Dr. van den Berg told us the billirubin had stabilized at 22, which was good because normal values should be between 17 and 19. He said the liver had stabilized enough, so the chemo had worked and the liver was functioning as it should.

The CT scan showed that the liver has not yet decreased in size. Also the tumors have not decreased in size or number. But the color of the tumors had changed; they are now a dull, vague color, whereas they were very clear before. This means that they have stopped growing and are no longer expanding. The tumor marker he is tracking is CA 15.3 (CA stands for cancer), which is measured in the blood. The tumor marker has decreased, meaning the tumor is no longer growing. Also, there are no new metastases outside the liver.

Dr. van den Berg said he was moderately optimistic. He said this has increased our chances and has bought me time. He explained that he wants to increase the dosage of the Doxorubicine (Adriamycine) which is the chemo that targets the breastcancer. This is the chemo that was given to me in a very low dosage over 3 weeks, because of the possibility that the liver couldn’t manage it. Now that the liver is functioning normally, he feels it is safe to increase the dosage to more than 3 times what I was getting up until now, which will help to reduce the cancer cells in my body, specifically the liver, but also the breast. We will change to a cure of three weeks, which means one week chemo and two weeks recovery time.

I will start with the new cure (both Adriamycin/Doxorubicin and Cyclofosfamide) next Wednesday (19-9), and will come back to see him in four weeks time (15/10). For now, we’ve got the second cure planned on 10th of October, with a visit to dr. van den Berg on Oct 30th. A new CT scan will be planned just before, unless the blood values are enough to see the progress. Once the cancer is diminished in the liver and the liver is back to its normal size, he will see what we can do about the tumors in the breast and lymph node. For now, the focus is on removing the cancers from the liver as much as possible. Dr. van den Berg believes the higher dosage will have the impact that is needed. So, the new round of chemo will have to do the job! I’m am happy that this round of chemo will be much stronger and – I’m assuming – more effective. I’m sure it will impact me much more than the previous round, but I won’t have as many needles stuck into me which will help because my veins need a bit of a rest. I don’t know how many rounds I will receive, but that will depend on the initial results.

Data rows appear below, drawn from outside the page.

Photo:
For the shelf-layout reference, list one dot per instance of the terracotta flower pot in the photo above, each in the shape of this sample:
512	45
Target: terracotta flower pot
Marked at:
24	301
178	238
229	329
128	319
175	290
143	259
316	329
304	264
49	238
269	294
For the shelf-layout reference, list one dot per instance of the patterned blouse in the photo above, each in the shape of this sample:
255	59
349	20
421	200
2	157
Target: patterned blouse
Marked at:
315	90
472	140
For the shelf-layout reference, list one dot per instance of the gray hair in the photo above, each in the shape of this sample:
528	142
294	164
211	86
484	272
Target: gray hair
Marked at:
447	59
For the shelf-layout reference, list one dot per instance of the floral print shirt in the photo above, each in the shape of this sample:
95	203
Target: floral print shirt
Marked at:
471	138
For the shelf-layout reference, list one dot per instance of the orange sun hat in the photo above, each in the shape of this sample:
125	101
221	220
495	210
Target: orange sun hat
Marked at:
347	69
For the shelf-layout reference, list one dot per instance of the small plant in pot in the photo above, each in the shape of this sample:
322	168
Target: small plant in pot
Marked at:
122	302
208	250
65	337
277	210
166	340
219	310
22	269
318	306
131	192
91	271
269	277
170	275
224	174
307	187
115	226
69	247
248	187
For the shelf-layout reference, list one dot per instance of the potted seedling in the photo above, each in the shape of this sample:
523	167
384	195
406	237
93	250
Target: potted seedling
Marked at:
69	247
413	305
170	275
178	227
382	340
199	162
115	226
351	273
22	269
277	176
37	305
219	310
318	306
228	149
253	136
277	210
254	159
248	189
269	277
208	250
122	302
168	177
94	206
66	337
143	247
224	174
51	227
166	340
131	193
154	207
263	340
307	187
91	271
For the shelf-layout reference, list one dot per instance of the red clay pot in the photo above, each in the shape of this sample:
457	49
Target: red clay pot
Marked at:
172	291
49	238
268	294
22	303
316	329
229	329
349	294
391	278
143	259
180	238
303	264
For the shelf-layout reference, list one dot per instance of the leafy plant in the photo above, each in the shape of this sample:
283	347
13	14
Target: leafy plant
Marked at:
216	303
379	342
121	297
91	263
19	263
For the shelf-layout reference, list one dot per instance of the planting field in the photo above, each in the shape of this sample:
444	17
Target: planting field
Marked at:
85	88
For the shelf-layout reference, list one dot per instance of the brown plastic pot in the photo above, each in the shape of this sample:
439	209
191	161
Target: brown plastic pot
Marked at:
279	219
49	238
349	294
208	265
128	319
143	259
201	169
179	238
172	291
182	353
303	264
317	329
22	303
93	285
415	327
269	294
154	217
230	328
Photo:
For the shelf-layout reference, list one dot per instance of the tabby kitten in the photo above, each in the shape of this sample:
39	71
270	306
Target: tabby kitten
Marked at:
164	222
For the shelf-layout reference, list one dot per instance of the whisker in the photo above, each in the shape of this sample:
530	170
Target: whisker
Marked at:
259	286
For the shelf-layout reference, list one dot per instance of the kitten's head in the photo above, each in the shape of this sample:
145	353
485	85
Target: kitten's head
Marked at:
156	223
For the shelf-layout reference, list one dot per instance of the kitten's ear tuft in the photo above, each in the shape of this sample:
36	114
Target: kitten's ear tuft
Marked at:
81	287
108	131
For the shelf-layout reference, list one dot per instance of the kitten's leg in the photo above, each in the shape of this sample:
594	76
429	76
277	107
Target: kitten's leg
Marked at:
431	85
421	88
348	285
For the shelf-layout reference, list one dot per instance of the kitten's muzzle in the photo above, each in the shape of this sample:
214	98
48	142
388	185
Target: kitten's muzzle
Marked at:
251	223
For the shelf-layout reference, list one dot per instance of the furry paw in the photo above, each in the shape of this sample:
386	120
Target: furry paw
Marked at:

On a lighter now, I just wanted to share with you a line from a movie which we borrowed from Marita, our neighbor. The movie is the Best Exotic Marigold Hotel: for the elderly and beautiful which is a wonderful film about several British people who – for very different reasons – decide to relocate to a hotel in India. Of course, the hotel is nothing like the brochure (“It is a vision, ma’am”, explains Sonny, the young hotel manager, “of how it could be.”). But each guest (and Sonny too) copes in his or her own way, and discovers something important to them. What Sonny tells his guests (and himself) is a life lesson in and of itself: he says “It will all be all right in the end. And if it is not all right, it is not the end.” And that’s how I see it too!

So the next weeks I will probably have little news, but I will keep you posted of how I feel. Thanks for all your lovely comments. I cannot reply to each of you individually, but I am moved by your positive thoughts. Take care!